A bonus question: I'm trying to simulate this all in real time, meaning I don't have a lot of time to spend finding roots of these equations. The above is challenging because the derivative of arctan is very near zero for most of its domain, causing newton's method to not converge easily. I'd like to replace ArcTan with something that isn't quite as correct, but maybe helps newton's method converge more easily. I'm thinking something based on log instead of arctan, like maybe something along the lines of ln(1 + abs(x)) * sign(x). This is much easier to deal with when finding roots.

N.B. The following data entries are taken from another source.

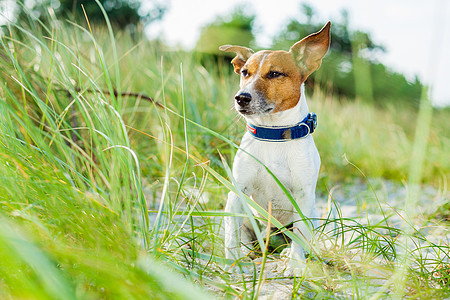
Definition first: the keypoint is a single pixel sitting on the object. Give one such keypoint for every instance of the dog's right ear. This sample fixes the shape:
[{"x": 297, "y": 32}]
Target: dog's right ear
[{"x": 242, "y": 54}]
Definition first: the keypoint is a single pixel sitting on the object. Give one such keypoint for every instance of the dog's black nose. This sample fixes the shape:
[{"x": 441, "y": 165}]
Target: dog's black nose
[{"x": 243, "y": 99}]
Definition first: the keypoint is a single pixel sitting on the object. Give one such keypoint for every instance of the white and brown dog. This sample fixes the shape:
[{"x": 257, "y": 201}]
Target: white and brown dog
[{"x": 271, "y": 99}]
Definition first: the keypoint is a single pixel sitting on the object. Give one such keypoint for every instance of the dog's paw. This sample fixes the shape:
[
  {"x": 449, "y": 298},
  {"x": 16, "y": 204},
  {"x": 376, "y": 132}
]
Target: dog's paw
[{"x": 291, "y": 265}]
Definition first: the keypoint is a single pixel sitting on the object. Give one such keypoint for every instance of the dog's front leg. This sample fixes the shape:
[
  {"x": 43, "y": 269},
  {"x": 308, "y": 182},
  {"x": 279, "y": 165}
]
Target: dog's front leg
[{"x": 233, "y": 225}]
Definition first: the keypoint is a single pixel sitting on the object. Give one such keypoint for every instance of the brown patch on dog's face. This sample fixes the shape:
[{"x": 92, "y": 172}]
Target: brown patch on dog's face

I realize this won't saturate as "strongly", but I'm hoping it will still sound mostly correct while being much faster to solve...

I'd appreciate any thoughts on this topic!

2. ### WBahn Moderator

Mar 31, 2012
23,093
6,945
You pretty much lost me at the claim that using Arctan() was somehow "correct" to begin with.

Let's say that I have an opamp with ±10V rails, so your Vmax is 20V.

Now let's say that I compute that Vout should be 5V based on Vout=A*Vin.

You are claiming that the actual voltage will be

Vout = (20V/∏)*atan(5V/20V) = 1.56V.

What's the basis for this claim?

3. ### dsharlet Thread Starter New Member

Oct 15, 2013
6
0
Between my code and the post box (I had to rearrange some stuff to make it easier to post), I lost a factor of ∏ (this causes the derivative of the model to be 1 near 0), it should be:

Vout = (20V/∏)*atan(∏*5V/20V) = 4.2V.

It's clearly not a physically correct model, but it's at least somewhat qualitatively correct, and it's easier to deal with numerically than stronger saturation models.

For what it's worth, when I crank up the iterations and oversampling in my solver to deal with the numerical issues previously mentioned, my output is nearly identical to LTspice for most of my test signals and test circuits.